Indiana State Legislative Update March 4, 2020

March 04, 2020 4:05 PM | Alan Thorup (Administrator)


This past week marked the final week of committee hearings for the 2020 legislative session. A few bills that had passed the first chamber, or chamber of origin, died as a result of inaction by committees. The bills that are still alive must receive a simple majority third reading vote by Tuesday of this week to remain alive. This week also initiates the final element of the session, a process labeled conference committee. This process of reconciliation of changes made to bills by both chambers will be monitored very closely due to the last-minute changes that occur.
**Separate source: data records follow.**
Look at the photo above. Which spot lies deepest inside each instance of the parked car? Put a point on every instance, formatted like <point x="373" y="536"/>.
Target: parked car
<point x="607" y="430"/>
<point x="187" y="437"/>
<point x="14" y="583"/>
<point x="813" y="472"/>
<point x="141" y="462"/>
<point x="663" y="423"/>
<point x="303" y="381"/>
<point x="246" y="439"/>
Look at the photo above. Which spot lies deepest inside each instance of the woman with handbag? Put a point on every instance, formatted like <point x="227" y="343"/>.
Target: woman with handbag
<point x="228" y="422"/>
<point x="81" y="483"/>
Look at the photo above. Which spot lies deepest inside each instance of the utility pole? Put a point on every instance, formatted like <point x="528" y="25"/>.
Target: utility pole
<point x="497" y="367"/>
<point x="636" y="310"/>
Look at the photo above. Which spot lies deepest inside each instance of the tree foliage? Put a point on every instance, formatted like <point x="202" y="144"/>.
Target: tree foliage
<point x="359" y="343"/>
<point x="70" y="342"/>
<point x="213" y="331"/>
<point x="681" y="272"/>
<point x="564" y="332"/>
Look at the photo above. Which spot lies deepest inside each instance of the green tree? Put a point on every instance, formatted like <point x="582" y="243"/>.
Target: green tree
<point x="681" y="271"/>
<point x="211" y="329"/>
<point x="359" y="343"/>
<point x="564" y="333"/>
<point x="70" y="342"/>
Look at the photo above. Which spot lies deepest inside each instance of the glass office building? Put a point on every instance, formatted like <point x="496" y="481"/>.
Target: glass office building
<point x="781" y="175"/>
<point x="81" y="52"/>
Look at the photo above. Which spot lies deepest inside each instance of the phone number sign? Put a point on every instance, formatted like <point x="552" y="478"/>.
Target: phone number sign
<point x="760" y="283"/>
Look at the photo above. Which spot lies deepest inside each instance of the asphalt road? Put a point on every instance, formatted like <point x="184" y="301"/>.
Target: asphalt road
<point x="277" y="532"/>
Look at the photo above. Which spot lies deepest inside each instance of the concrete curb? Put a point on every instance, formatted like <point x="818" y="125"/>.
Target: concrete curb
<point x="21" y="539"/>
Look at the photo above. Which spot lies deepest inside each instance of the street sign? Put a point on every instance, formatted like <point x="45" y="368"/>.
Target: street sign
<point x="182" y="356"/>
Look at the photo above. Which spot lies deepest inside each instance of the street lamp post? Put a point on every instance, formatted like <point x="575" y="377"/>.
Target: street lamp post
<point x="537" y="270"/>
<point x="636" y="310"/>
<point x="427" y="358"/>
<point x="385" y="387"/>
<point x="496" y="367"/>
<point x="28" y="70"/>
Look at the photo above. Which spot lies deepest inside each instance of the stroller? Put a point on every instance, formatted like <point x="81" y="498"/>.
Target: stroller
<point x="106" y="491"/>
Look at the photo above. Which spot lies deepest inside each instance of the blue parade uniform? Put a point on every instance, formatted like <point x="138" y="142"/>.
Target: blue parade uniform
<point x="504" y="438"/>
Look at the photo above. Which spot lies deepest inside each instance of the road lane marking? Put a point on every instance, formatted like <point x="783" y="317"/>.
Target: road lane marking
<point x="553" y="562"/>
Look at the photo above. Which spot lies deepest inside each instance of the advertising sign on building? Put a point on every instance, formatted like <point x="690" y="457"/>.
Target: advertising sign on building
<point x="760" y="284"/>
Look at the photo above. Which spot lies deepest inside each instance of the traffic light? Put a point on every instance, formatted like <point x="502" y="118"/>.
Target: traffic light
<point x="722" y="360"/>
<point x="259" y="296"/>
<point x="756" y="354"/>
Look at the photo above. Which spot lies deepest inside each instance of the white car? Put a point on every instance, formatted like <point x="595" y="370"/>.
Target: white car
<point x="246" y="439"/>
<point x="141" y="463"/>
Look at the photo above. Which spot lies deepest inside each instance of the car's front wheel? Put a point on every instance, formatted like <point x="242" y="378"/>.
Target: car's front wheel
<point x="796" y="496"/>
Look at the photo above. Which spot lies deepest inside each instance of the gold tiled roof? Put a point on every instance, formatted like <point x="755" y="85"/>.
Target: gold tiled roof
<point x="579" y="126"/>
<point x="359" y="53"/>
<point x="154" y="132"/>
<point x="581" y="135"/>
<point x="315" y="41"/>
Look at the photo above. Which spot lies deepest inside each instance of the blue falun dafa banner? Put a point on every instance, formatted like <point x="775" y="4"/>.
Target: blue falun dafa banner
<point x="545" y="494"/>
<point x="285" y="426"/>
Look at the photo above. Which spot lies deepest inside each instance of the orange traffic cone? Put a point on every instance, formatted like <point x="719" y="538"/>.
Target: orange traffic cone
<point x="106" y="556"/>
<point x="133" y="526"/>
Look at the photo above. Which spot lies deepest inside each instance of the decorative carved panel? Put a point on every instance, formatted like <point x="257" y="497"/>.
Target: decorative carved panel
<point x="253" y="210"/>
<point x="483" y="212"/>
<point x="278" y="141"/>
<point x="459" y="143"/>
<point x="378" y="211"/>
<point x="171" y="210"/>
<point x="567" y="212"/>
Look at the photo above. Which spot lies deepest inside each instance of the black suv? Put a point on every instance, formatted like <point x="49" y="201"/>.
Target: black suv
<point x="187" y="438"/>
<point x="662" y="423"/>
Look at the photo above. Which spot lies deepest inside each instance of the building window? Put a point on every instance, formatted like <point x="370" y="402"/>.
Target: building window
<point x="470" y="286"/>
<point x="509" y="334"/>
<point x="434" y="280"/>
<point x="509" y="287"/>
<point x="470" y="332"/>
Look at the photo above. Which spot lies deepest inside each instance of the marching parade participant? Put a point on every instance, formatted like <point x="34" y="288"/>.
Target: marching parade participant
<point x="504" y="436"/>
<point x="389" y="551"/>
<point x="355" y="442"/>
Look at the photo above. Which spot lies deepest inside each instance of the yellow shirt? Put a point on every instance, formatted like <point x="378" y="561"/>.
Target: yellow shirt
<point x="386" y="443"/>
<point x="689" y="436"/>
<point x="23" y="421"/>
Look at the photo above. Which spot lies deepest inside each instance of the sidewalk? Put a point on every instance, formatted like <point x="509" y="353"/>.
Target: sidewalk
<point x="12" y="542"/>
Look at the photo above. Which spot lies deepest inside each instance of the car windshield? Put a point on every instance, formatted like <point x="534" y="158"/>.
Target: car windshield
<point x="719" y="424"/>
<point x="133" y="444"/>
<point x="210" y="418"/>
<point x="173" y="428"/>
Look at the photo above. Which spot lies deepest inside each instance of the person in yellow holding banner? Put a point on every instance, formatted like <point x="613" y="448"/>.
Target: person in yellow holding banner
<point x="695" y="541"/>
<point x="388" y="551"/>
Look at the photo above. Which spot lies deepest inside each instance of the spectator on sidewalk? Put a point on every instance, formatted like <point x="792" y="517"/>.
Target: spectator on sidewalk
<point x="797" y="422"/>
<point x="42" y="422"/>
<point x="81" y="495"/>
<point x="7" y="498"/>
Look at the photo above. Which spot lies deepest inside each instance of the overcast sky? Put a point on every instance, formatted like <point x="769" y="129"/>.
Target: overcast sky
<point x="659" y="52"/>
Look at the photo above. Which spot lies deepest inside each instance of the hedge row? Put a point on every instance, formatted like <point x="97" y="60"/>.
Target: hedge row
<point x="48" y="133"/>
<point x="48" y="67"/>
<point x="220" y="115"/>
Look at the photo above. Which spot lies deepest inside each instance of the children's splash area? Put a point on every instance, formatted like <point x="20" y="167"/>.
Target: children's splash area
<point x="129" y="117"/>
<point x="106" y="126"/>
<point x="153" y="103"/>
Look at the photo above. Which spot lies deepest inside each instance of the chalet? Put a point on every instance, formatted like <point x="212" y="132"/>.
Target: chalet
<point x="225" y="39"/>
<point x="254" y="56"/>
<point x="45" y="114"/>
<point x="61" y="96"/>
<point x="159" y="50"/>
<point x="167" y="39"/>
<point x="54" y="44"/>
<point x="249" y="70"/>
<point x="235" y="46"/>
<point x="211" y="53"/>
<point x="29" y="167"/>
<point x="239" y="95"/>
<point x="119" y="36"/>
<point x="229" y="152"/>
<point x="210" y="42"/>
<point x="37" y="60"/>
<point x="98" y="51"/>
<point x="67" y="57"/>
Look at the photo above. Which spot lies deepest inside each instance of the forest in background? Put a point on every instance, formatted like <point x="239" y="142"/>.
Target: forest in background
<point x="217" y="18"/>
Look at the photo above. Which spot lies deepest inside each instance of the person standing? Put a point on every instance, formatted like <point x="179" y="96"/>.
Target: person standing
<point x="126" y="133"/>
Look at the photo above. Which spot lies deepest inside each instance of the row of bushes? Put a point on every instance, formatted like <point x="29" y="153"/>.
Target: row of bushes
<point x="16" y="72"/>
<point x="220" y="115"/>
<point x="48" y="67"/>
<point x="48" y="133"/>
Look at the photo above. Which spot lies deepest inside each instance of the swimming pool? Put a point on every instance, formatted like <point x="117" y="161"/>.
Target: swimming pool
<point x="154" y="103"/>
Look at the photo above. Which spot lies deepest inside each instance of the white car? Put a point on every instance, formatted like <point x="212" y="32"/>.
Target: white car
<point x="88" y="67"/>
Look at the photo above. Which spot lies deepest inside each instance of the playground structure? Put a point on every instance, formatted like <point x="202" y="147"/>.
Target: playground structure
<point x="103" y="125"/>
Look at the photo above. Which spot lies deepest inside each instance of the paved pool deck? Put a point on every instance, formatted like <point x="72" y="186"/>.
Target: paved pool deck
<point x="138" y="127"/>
SB 327 – Reporting of Consumer Loans by Unlicensed Lenders

Sen. Andy Zay (R-Huntington)

Rep. Martin Carbaugh (R-Fort Wayne)

Why it matters

The bill requires the reporting of base-level consumer loan information to a private reporting agency approved by the Department of Financial Institutions under Chapter 7 (the payday lending section of the code). There is currently only one vendor approved by the department under Chapter 7. The requirement would apply to all lenders, both domiciled in state and out-of-state. Per IMBA conversations about the bill, this was an unintended consequence of the drafting of the bill. The IMBA was concerned about the new burdens this bill placed on lenders. Sen. Zay worked with the IMBA to clarify that the bill does not apply to depositories.

Latest action

The bill was heard in the House Financial Institutions Committee on Feb. 18 and was not brought back for vote, effectively killing the bill.

SB 395 – Uniform Consumer Credit Code

Sen. Eric Bassler (R-Washington)

Rep. Woody Burton (R-Whiteland)

Why it matters

This bill originated from recommendations made by the Financial Institutions Study Committee last summer. The IMBA provided suggested changes to the Uniform Consumer Credit Code for purposes of reforming the antiquated uniform law. The bill was amended in the Senate Insurance and Financial Institutions Committee with several significant changes, however. Most notably, the bill still attempts to fix the problematic refundable calculation of the prepaid/origination fee by establishing a flat origination fee/prepaid finance charge of no more than $75 for a consumer loan under $2,000, $150 for a consumer loan between $2,000 and $4,000, and $250 for a consumer loan over $4,000. The bill also raised the state usury rate from 25% to 36% but was amended to keep the rate at 25%. The bill was amended to remove several provisions about which the IMBA expressed concern, but still contains several items that are in need of additional work. The IMBA is continuing to work on addressing those issues.

Latest action

The bill was heard and amended in the House Financial Institutions Committee on Feb. 25. It was passed by the committee 6-3. The bill is now eligible for second reading amendments in the House.

SB 408 – Various Tax Matters

Sen. Travis Holdman (R-Markle)

Rep. Tim Brown (R-Crawfordsville)

Why it matters

The bill is the annual Department of Revenue legislation and makes various changes to Indiana’s tax code. Notably, the bill clarifies the treatment of factored receivables under the FIT. The bill was all significantly amended in the House Ways and Means committee. The IMBA monitors this bill every session for changes to Indiana’s tax code as it relates to financial institutions. The IMBA has not identified any concerns with the bill or amendment.

Latest action

The bill is currently awaiting possible amendments on second reading in the House.

HB 1353 – Financial Institutions and Consumer Credit

Rep. Woody Burton (R-Whiteland)

Sen. Eric Bassler (R-Washington)

Why it matters

The IMBA supports HB 1353, which is the annual bill from the Department of Financial Institutions. Every year, the DFI has an agency bill that cleans up portions of the code that it identifies as needing to be updated. The IMBA has reviewed the bill and supports the changes. There is one section of the bill that the IMBA sought clarification to fix: the issue of which delinquency charge may be assessed. Last session the permissible delinquency charge was set in statute at $25 through the passage of HEA 1136. There was some confusion within contracts whether the delinquency share should be $25 or the former indexed rate according to the Consumer Price Index. The IMBA worked with legislators to clarify this inconsistency.

Latest action

The bill was heard and amended in the Senate Insurance and Financial Institutions Committee on Feb. 26. It was passed by the committee 6-0.